Chill Your Wine in John Steinbeck’s Silver Bucket
And Other Memorabilia from the Man's Estate
John Steinbeck, who won both a Pulitzer Prize (in 1940 for The Grapes of Wrath) and the Nobel Prize in Literature in 1962, died 51 years ago, and yet he is still making news. Last month, the Los Angeles Times reported that legal squabbling over his literary estate had finally come to an end after years of lawsuits and appeals. On the heels of that—though apparently unrelated—40 items owned by the author and his third wife, Elaine, are being offered in an online auction closing later this month, having collected dust in an Upper East Side storage unit since her death in 2003. Steinbeck fans can bid on a range of personal keepsakes, from a unique writing journal to an engraved wine bucket.
THE WARM-UP JOURNAL
“From 1946 to 1947, this was the journal that he would actually write in before he would sit down and try to write a book,” said Elyse Luray of Heritage Auctions of the aptly named “Warm Up Journal” valued at $20,000-plus. Steinbeck himself said it was “one of those interminable notebooks that serves no purpose but to warm me up and sometimes to cool me down.” In it he logged his writing goals, as well as his perceived failures. About one-third full, the lined notebook was very much like a diary, said Luray, full of Steinbeck’s raw emotions. “There’s really nothing like it from a contemporary writer, especially during this time period … It’s really unique.”
BUST BY RUBE GOLDBERG
Call it a bust, but it’s really just Steinbeck’s head and neck, as depicted in bronze by Rube Goldberg. (Yes, the zany cartoonist turned to sculpture late in life.) Standing 11.5” atop a marble base, the statue does a decent job of conjuring up the author’s craggy, goateed face. For a bid upwards of $500, it might perfectly complement a home library or perhaps a nautical-themed man cave—Steinbeck loved sailing, and he certainly looked the part.
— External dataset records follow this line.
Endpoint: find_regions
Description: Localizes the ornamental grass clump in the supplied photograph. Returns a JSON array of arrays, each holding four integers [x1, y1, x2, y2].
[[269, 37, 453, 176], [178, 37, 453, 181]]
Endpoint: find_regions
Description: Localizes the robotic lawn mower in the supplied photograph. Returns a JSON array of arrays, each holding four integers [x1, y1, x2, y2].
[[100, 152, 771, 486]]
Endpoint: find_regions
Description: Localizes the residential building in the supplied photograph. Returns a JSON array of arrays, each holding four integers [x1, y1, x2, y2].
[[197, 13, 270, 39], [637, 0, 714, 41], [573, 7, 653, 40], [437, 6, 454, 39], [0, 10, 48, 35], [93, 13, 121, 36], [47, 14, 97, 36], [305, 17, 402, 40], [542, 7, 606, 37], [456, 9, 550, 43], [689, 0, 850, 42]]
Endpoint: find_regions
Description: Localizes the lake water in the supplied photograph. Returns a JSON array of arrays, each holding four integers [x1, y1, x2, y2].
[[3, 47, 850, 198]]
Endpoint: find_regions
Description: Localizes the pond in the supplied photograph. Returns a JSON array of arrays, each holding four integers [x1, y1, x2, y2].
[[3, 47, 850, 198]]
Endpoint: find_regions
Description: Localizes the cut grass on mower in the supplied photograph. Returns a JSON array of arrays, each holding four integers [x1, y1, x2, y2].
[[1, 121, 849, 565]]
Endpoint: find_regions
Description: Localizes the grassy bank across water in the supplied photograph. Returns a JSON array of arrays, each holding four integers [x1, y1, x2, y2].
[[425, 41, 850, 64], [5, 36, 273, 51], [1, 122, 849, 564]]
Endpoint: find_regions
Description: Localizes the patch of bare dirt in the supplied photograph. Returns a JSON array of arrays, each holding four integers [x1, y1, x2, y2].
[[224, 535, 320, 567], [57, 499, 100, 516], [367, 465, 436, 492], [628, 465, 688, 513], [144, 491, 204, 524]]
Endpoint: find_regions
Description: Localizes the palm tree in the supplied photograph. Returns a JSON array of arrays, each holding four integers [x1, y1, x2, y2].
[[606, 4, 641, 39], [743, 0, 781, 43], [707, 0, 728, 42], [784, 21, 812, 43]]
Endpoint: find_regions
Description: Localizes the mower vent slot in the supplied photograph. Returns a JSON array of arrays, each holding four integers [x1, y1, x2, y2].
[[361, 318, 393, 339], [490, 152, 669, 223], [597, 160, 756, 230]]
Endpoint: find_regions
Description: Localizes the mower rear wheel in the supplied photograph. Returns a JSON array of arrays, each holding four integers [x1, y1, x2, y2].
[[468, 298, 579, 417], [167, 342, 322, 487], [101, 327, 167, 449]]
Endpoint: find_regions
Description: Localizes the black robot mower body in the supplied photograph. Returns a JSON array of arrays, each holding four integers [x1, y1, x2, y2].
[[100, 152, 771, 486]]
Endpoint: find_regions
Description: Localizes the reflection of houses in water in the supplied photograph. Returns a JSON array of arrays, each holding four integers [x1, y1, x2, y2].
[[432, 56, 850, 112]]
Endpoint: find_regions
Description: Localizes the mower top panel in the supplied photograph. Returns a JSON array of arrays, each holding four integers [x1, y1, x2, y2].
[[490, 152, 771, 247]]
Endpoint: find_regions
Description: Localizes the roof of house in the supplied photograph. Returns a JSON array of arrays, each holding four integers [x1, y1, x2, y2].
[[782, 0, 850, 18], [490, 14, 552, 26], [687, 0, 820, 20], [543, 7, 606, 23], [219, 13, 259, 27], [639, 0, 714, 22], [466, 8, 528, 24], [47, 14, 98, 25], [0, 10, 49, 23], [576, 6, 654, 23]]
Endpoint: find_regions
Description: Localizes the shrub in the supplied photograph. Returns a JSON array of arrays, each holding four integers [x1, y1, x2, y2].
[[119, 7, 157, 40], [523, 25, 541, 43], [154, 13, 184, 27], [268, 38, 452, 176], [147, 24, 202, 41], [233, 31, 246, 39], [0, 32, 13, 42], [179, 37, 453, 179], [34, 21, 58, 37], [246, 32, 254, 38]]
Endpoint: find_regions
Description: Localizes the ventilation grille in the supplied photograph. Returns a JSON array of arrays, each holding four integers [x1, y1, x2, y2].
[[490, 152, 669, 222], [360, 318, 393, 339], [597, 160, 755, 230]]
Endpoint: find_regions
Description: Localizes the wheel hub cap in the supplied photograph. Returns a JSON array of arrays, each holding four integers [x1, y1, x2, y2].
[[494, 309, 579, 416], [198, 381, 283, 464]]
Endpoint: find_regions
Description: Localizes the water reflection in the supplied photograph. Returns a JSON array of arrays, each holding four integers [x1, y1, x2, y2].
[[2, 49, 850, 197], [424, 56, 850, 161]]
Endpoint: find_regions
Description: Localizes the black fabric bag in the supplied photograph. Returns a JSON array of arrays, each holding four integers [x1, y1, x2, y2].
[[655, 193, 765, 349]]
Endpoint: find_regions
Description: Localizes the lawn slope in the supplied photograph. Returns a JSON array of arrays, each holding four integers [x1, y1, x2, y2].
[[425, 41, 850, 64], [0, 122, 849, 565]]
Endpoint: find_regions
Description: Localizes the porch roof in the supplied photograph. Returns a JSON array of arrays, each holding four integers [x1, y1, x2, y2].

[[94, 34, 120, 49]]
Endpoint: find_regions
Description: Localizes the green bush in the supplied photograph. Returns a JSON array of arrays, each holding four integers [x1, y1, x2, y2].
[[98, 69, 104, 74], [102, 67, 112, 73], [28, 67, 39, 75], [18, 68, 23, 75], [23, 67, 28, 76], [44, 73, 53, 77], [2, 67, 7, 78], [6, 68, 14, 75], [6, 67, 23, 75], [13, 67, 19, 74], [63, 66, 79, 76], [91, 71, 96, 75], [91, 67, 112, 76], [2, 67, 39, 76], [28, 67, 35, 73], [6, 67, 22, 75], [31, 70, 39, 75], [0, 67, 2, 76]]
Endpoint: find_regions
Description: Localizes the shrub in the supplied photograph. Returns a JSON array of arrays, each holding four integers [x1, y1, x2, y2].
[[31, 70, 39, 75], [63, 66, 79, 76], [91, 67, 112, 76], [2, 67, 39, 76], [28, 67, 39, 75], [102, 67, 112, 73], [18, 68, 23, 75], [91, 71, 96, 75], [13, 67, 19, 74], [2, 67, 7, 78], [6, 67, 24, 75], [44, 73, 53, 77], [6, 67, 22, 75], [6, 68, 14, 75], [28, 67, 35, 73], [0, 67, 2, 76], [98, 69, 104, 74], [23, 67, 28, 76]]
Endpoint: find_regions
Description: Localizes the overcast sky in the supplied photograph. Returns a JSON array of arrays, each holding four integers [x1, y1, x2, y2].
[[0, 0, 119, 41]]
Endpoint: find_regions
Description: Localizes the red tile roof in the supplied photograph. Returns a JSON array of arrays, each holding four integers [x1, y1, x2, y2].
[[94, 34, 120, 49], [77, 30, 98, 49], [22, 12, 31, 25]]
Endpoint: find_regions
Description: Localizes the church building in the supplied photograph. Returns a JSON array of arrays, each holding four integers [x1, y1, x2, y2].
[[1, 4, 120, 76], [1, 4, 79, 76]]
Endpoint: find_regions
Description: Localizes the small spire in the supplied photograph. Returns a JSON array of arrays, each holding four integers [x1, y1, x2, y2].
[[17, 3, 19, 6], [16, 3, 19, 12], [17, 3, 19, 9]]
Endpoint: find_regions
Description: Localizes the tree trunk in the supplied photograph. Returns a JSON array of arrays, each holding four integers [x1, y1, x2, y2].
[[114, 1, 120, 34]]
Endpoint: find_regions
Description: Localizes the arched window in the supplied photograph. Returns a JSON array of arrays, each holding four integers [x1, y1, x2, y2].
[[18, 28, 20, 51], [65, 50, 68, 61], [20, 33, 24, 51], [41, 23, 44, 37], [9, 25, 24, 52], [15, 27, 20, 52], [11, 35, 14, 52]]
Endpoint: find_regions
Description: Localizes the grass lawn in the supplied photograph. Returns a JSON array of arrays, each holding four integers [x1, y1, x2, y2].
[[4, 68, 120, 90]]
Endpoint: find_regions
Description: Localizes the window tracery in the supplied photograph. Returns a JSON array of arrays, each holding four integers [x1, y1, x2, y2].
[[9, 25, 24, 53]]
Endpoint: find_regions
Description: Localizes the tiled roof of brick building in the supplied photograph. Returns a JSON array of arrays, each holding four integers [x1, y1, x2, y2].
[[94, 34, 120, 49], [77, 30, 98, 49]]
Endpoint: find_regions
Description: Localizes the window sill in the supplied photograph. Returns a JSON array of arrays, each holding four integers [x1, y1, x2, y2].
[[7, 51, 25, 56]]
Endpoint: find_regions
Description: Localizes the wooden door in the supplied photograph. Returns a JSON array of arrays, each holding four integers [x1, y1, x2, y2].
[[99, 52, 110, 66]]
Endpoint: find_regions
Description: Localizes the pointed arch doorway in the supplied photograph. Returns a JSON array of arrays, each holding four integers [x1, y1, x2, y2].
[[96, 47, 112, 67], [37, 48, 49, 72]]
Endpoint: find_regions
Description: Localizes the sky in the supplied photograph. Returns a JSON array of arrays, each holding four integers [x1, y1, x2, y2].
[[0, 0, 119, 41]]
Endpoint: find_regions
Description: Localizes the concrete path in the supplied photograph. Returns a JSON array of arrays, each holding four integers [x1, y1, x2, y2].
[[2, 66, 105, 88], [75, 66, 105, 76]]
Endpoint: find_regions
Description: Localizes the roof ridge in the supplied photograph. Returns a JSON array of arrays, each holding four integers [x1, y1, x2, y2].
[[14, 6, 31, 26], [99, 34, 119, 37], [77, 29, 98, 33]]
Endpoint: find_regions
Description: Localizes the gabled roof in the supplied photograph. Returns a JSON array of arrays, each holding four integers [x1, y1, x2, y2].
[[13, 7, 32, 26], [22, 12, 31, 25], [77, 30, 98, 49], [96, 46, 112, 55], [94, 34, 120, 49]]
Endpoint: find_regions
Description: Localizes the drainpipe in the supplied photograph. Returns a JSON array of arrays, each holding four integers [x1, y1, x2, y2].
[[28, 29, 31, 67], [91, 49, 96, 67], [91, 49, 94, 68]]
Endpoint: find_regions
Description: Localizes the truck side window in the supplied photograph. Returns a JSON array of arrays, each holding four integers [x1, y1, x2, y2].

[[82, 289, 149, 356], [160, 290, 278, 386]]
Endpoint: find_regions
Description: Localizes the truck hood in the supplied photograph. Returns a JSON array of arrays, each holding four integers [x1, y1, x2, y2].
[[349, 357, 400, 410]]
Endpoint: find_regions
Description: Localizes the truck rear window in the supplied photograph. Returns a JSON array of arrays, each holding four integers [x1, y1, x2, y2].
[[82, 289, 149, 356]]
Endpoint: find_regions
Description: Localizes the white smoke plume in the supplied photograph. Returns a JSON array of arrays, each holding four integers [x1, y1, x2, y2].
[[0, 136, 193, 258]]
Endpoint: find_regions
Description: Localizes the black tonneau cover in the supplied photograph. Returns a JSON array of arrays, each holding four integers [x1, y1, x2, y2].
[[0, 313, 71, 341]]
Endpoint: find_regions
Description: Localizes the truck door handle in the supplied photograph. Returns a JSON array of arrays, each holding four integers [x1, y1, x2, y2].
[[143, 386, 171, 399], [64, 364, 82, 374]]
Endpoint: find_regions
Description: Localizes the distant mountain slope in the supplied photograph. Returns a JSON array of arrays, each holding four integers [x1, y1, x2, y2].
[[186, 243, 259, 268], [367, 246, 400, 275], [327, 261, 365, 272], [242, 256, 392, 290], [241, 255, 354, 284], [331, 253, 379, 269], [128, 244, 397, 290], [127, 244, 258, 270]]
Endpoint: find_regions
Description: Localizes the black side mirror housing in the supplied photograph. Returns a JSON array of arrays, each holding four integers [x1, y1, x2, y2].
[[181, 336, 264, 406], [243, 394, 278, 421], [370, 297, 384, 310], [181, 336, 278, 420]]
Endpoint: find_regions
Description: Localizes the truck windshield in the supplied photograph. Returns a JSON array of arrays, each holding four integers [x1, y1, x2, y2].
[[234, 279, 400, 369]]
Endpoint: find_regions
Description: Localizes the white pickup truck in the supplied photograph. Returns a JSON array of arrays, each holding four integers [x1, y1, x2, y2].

Steinbeck came from old California stock. This green suede photo album contains eight black-and-white photographs of the author’s parents, John Ernst Steinbeck (1862-1935) and Olive Steinbeck (1867-1934), and other members of the family standing in front of a ranch, presumably near the family’s hometown of Salinas. It seems like the kind of thing that would be deemed priceless, yet it appears likely to sell for less than $1,000.
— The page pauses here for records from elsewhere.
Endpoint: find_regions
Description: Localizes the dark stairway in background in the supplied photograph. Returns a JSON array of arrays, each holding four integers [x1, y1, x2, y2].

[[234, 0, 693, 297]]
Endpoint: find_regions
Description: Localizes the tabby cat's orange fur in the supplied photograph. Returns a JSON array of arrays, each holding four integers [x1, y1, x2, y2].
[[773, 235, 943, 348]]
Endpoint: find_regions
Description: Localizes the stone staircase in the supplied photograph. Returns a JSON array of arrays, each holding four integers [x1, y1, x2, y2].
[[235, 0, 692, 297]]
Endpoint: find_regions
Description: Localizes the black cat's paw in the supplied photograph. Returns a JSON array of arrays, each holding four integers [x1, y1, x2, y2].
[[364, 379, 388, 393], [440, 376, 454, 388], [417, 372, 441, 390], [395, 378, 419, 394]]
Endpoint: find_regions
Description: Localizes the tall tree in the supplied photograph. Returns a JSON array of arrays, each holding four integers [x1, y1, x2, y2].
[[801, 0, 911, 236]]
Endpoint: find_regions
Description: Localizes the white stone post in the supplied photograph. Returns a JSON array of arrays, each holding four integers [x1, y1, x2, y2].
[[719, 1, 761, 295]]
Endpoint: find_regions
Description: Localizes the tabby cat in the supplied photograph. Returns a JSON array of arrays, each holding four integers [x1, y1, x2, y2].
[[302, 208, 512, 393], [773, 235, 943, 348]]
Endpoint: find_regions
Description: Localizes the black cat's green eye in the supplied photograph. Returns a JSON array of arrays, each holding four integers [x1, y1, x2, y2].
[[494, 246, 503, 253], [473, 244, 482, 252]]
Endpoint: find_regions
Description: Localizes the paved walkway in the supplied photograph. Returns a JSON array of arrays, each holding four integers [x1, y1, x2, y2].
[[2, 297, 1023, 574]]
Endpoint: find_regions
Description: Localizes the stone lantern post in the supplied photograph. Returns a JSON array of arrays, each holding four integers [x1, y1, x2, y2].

LETTER FROM JACKIE KENNEDY
There are more than a few Kennedy-related items in this sale, mostly correspondence between Jackie Kennedy and John Steinbeck, revealing their close relationship. In this six-page handwritten letter, penned just five months after her husband’s assassination, Jackie provides biographical details about JFK. As Luray explained, Jackie hoped Steinbeck would agree to write the slain president’s official biography. It never happened. This letter is expected to top $2,500 at auction. Bidding on another, less weighty letter written from 1963, in which Jackie thanks Steinbeck for sending a signed copy of his novella, The Red Pony, and tells him how much the story meant to her as a child, opened at $400 and is already on the rise.
FROM THE NOBEL ARCHIVE
An archive of ephemera related to Steinbeck’s Nobel Prize, including news clippings, letters, invitations, and event programs, is collectible mainly because it was Steinbeck’s own collection, said Luray. Currently bidding has it in the low three figures—a bargain. Two copies of his signed Nobel speech are also on offer, each in the $1,000-range.
FOLIO OF TORTILLA FLAT TYPESCRIPT
The strictly book-related lots in this sale are outliers, but here’s one: a typescript of Steinbeck’s 1935 novel, Tortilla Flat. The 200-plus pages are loose in a green cardstock folio that identifies the author, title, and agent on its cover. According to the auction house, the penciled annotations seen throughout the typescript are “printing instructions by the publisher.” A serious Steinbeck collector can snap this up for about $5,000.
THE GRAPES OF WRATH DUST JACKET
The Grapes of Wrath is perhaps Steinbeck’s best known work, and the dust jacket illustration by Elmer Hader portraying the Joads making their way West is pretty recognizable, too. What you see here is just that dust jacket, sans book, for an estimated $1,000. What gives? Well, it was the printer’s proof of the jacket for the 1939 first edition, and, on top of that, it was Steinbeck’s. Luray said it can take some explaining, but she was bowled over by it. “I took it to show my kids!” she added.
SILVER-PLATED WINE COOLER
Speaking of grapes, among the Steinbecks’ possessions were a few wine-related knickknacks. This silver-plated wine cooler engraved with their names and the date of their wedding, December 28, 1950, is perhaps the most intimate. There’s also a mini collection of four tastevins and a group of crystal and glass decanters. All are inexpensive, giving Steinbeck enthusiasts an opportunity to get up close and personal with an author routinely ranked among America’s best.